Volume 95, Issue 2

Thursday, May 31, 2001


Takin' it to the street

History of sport lands at UWO

An ode to the humble men and women in stripes

An ode to the humble men and women in stripes

For whom the bell tolls

Jordan Bell
Sports Editor

They're forced to decide the fate of numerous amounts of people, deal with loads of hostility and maintain some semblance of order in an energized atmosphere.

I'm not talking about the leaders of the world's nations; I'm talking about referees.

There is an epidemic emerging in the modern sports world. The complete disrespect of referees in professional, college, amateur and even house-league athletics has become rampant. Tear ducts are flowing and the whining has developed into an out-of-control phenomenon.

As I sat down and watched the National Basketball Association playoffs over the last few weeks, I was absolutely appalled at the lack of sportsmanship and respect, and the prevalence of cry-baby antics shown by some (basically all) of the competitors on the court.

When did referees become the least knowledgeable people on the playing field? They didn't.

The problem is the narcissistic attitude of the modern day athlete.

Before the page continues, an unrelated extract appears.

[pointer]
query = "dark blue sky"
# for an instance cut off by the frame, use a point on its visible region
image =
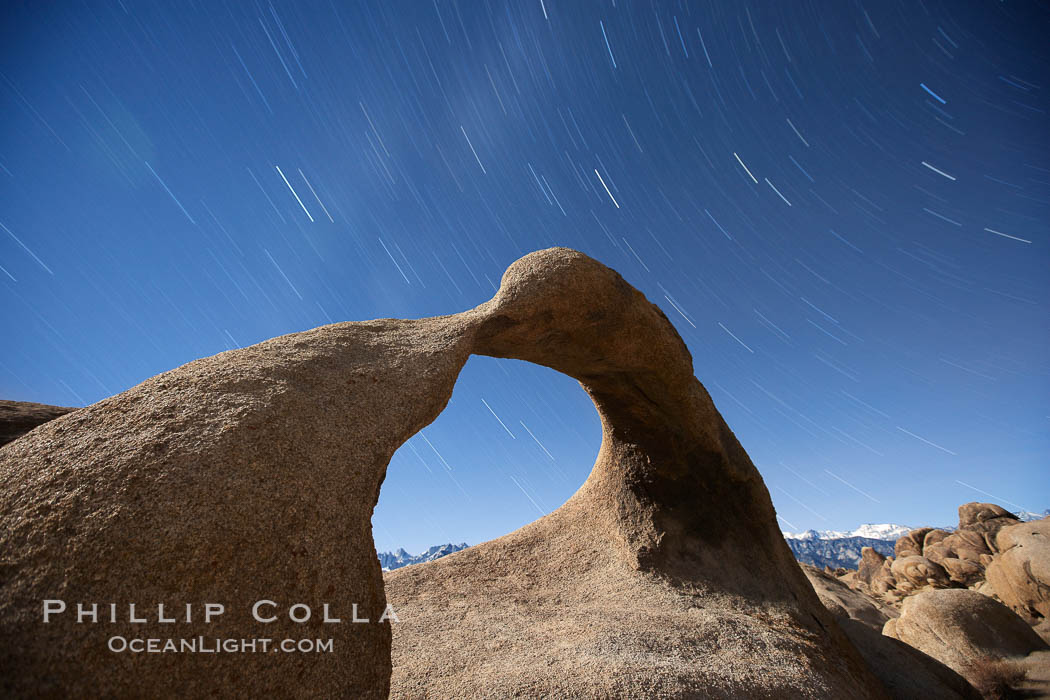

The plight of this 21st century athlete begins early in life, when parents continuously berate officials with derogatory comments and gestures. The youth sports world is inundated with stories of absurdly violent acts against officials.

And the continuing saga manifests itself even further when athletes (and role models) such as Vince Carter of the Toronto Raptors and tennis star Martina Hingis whine and argue to referees. Allen Iverson, the most valuable player in the NBA, is arguably the most prolific cry-baby of the bunch.

Whatever happened to "taking it like a man" and letting your play on the field decide the outcome. Now, I will be the first to admit officials aren't on-the-ball 100 per cent of the time, but over the course of a contest, I find it hard to believe referees can decide the entire outcome.

Ironically, athletes actually believe their verbal abuse is assisting their cause. Being a referee for the past three years, I can guarantee that "do you have shit in your eyes?" isn't going to get you a dinner invitation after the game, let alone a call.

This blasphemy isn't confined to basketball. It manifests itself in every arena of sports where officials are deciding the calls. Football, baseball, hockey and tennis among others all have a claim.

I'm not going to attempt to verify that every athlete who plays an officiated sport is a whining, out-of-control cry-baby. But take a minute to look at yourself in the mirror. When is the last time you raised an eye at a call or mumbled a profanity-laced tirade under your breath?

In this age of the technological revolution, I'm calling for another revolution. It's the referee's revolution, whereby these intelligent, well-trained people will actually be seen as living, breathing organisms and will finally be enlisted in the human race.